Litosfer iki şekilde ayrılmıştır, bunlar:

  • Okyanus litosferi - daha yoğun bir okyanus kabuğu, ortalama yoğunluğu 2.9 gram / küp santimetre
  • Kıta litosferi - daha kalın bir kabuk kübik santimetrekareye 2.7 gramlık ortalama yoğunluk ile, yüzey yüzeyinin 200 km uzağında uzanır.

Litosferin kimyasal bileşimi, yaklaşık 80 element ve 2000 mineral ve bileşim içerirken, astenosferdeki kül gibi demir-magnezyum silikatlardan yapılır. Bu, mesosfer katmanı ile hemen hemen aynıdır. Okyanus kabuğu kıta kabuğundan daha az silika ve daha fazla demir ve magnezyumdan dolayı koyu renktedir [v].

Levha tektoniği / Faaliyet

Litosfer, 15 ana tektonik levha içerir:

  1. Kuzey Amerika
  2. Nazca
  3. Scotia
  4. Karayip
  5. Antarctic
  6. Avrasya
  7. Afrika < Hint
  8. Avustralya
  9. Pasifik
  10. Juan de Fuca
  11. Filipin
  12. Arap
  13. Güney Amerika
  14. Cocos
  15. Yerin alt katmanlarındaki ısıdan kaynaklanan konveksiyon, litosferdeki tektonik plakalara neden olan astenosfer akışının harekete geçmeye başlaması. Tektonik aktivite, çoğunlukla sözü geçen plakaların sınırları içinde meydana gelir ve çarpışmalar oluşur, birbirlerine kayarlar, hatta parçalanırlar. Depremler, yanardağlar, orojenez ve okyanus siperlerinin üretilmesi. Okyanusal kabuğun altındaki astenosfer aktivitesi, yeni kabuğu yaratır. Astenosferin yüzeye, orta okyanus sırtlarına zorlanmasıyla. Erimiş kaya ekstrüde olduğunda, soğur ve yeni kabuğu oluşturur. Konveksiyon kuvveti, okyanus sırtlarındaki litosfer plakalarının ayrılmasına neden olur [vi].

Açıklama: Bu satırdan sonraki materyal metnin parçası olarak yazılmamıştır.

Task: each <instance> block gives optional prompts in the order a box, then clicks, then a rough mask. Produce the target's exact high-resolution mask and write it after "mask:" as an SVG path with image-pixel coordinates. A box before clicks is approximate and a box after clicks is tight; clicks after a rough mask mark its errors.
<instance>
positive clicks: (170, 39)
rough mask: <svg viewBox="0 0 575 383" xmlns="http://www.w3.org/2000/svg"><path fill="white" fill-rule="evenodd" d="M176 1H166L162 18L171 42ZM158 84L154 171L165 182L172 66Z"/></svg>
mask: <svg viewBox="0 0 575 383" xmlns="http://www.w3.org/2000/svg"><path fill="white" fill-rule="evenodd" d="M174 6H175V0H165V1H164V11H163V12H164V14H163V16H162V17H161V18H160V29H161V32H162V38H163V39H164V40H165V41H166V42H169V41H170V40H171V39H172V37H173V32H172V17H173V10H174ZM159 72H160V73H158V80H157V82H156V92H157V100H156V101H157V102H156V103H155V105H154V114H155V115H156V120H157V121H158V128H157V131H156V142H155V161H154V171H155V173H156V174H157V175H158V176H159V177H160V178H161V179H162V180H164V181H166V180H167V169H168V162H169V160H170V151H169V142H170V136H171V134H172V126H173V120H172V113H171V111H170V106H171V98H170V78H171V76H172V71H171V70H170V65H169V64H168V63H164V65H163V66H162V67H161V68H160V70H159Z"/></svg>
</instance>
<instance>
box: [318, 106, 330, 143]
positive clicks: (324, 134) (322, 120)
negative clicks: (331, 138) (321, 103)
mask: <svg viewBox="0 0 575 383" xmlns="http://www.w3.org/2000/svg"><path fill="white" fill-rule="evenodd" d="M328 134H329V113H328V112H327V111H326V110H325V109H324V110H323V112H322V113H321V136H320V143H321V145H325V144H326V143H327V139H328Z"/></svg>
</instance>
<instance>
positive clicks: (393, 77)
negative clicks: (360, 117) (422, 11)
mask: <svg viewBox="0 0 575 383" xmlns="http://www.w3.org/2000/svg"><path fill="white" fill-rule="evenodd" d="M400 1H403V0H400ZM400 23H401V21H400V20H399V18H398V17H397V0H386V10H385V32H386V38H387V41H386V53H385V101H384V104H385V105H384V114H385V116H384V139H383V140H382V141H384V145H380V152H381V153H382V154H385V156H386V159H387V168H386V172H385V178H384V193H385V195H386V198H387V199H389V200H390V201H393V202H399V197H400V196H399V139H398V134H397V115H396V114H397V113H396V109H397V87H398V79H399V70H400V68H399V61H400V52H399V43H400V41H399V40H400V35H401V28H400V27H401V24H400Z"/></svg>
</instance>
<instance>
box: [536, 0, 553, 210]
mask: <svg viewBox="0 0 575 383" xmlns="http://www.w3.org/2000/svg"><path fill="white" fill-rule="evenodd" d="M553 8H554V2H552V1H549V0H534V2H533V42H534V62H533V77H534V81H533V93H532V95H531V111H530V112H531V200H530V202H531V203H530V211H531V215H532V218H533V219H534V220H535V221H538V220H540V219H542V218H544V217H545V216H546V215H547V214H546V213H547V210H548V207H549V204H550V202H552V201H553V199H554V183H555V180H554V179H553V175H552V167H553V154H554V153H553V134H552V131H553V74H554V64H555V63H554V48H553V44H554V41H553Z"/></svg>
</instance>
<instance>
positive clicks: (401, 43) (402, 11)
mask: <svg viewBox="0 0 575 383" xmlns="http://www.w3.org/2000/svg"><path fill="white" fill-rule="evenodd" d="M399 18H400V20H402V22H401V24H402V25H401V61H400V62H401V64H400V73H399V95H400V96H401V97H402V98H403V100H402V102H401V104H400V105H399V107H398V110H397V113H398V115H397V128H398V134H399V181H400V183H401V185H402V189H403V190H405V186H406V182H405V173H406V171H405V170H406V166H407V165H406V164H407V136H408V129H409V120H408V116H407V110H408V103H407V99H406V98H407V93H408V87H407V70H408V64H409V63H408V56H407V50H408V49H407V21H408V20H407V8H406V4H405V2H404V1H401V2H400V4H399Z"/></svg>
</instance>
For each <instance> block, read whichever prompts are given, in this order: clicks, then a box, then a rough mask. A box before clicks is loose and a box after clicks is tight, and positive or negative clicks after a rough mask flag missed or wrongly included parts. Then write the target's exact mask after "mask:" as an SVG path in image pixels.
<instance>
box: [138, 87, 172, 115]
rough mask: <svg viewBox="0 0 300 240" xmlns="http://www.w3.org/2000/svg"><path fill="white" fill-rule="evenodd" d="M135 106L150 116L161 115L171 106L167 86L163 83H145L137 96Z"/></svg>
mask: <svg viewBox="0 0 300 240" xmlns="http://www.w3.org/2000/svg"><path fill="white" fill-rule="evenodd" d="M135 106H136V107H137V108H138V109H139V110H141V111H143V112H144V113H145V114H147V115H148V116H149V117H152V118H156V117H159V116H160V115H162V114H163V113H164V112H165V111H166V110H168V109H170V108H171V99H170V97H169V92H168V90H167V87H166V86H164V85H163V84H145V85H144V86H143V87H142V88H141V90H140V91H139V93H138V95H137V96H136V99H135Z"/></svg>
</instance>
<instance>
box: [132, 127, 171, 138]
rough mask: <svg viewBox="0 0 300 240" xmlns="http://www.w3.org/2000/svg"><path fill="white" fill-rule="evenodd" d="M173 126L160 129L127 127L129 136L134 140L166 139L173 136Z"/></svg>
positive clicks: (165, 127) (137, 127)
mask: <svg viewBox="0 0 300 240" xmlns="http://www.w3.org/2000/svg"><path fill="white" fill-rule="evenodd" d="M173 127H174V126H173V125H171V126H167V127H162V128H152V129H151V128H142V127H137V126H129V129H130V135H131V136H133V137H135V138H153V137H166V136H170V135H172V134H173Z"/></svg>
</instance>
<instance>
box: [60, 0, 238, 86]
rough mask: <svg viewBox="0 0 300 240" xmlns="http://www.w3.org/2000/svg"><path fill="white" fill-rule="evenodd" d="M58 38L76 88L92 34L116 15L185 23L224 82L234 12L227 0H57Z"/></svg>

Litosfer - Astenosfer sınırı (LAB)

LAB serin lithosfer ile sıcak astenosfer arasında bulunabilir. Dolayısıyla, reolojik bir sınırı temsil eder, e. termal özellikler, kimyasal bileşim, eriyik miktarı ve tane ebadı farkı gibi reolojik özellikleri içerir. LAB, astenosferdeki sıcak mantoldan yukarıdaki daha soğuk ve daha sert litosfer geçişini tasvir etmektedir. Litosfer, iletken ısı transferi ile karakterize edilirken, astenosfer, advective ısı transferi ile bir sınırdır [vii].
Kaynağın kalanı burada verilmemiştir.